La Constitución de 1999, aprobada por referendo nacional y centro de lisonjas oficialistas desde su sanción, se ha convertido de repente en causa de una guerra. De verdad que no entendía la razón de fondo, salvo la superficialidad proveniente de la ruptura del balance entre los poderes del Estado o las sentencias de la Sala Constitucional, para defender lo indefendible.

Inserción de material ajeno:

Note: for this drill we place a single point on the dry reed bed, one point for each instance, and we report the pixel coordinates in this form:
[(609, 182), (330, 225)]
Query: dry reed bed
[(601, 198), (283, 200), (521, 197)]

Pero ahora descubro el fondo del problema, ya lo había advertido el poeta del pueblo Andrés Eloy Blanco, presidente de la Constituyente al declarar la entrada en vigencia de la Constitución de los Estados Unidos de Venezuela en 1947, en premonitorio discurso:
“Pero ella (la Constitución) sola no lo es todo. Cuando una Asamblea hace una Constitución, hace el espejo de un pueblo. Cuando se hace el espejo de un pueblo, tiene que haber un buen pueblo para mirarse en él. Cuando se hace una Constitución, se hace un código de moral, pero no se hace una moral; cuando se hace una Constitución se hace una norma de conducta; cuando se hace una Constitución, se hace una ley de buen gobierno, pero no se hace un buen gobierno. Es el uso de ella, es el empleo de las facultades que ella confiere, es el timón bien llevado, es la proa siempre puesta a la justicia, lo que de ella va a infundir la grave responsabilidad en la conducta de los gobernantes. Ella es la Constitución. Pero todo lo que se haga de acuerdo a sus mandamientos y atribuciones, ha de ser un acto constitucional”.

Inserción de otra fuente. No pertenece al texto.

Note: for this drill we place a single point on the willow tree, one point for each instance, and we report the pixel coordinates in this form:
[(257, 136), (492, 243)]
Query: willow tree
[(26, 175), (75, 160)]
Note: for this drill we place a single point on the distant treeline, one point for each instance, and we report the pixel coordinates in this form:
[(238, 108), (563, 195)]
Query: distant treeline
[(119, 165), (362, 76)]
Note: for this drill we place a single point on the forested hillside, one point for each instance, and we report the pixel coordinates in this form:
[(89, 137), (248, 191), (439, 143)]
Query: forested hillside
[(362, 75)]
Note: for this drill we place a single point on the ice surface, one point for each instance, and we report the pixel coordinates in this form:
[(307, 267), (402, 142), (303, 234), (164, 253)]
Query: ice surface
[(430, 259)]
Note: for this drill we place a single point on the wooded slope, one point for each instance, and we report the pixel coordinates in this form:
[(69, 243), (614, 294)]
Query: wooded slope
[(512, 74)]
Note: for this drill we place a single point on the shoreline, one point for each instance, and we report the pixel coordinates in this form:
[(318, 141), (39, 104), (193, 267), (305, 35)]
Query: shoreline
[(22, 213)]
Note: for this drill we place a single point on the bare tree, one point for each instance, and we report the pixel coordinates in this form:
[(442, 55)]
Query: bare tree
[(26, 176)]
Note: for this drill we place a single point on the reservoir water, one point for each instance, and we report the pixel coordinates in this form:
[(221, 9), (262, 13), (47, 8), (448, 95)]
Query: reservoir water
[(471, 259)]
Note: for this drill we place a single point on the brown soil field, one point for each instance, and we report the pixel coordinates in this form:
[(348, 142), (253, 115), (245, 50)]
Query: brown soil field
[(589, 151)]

Ese es el verdadero problema aprobamos una Constitución en 1999 fundada según su propio texto en principios de justicia social, democratización, eficiencia, libre competencia, protección del ambiente, productividad y solidaridad, a los fines de asegurar el desarrollo humano integral y una existencia digna y provechosa para la colectividad.
Ella, ciertamente, no debió imponer la reelección presidencial inmediata, menos aún la perpetua; ni militares con ascensos sometidos al ejecutivo. Pero eso era perfectible. Lo que no pudo aguantar fue la concentración de todos los Poderes en una sola mano, porque eso permitió desviar la búsqueda de la justicia que es su fin postrero. Tampoco pudo soportar el arbitraje parcializado del Consejo Nacional Electoral, guardián depositario del derecho a la alternabilidad. Allí está el origen de la guerra en ciernes que aún podemos impedir. Dios nos ampare a todos!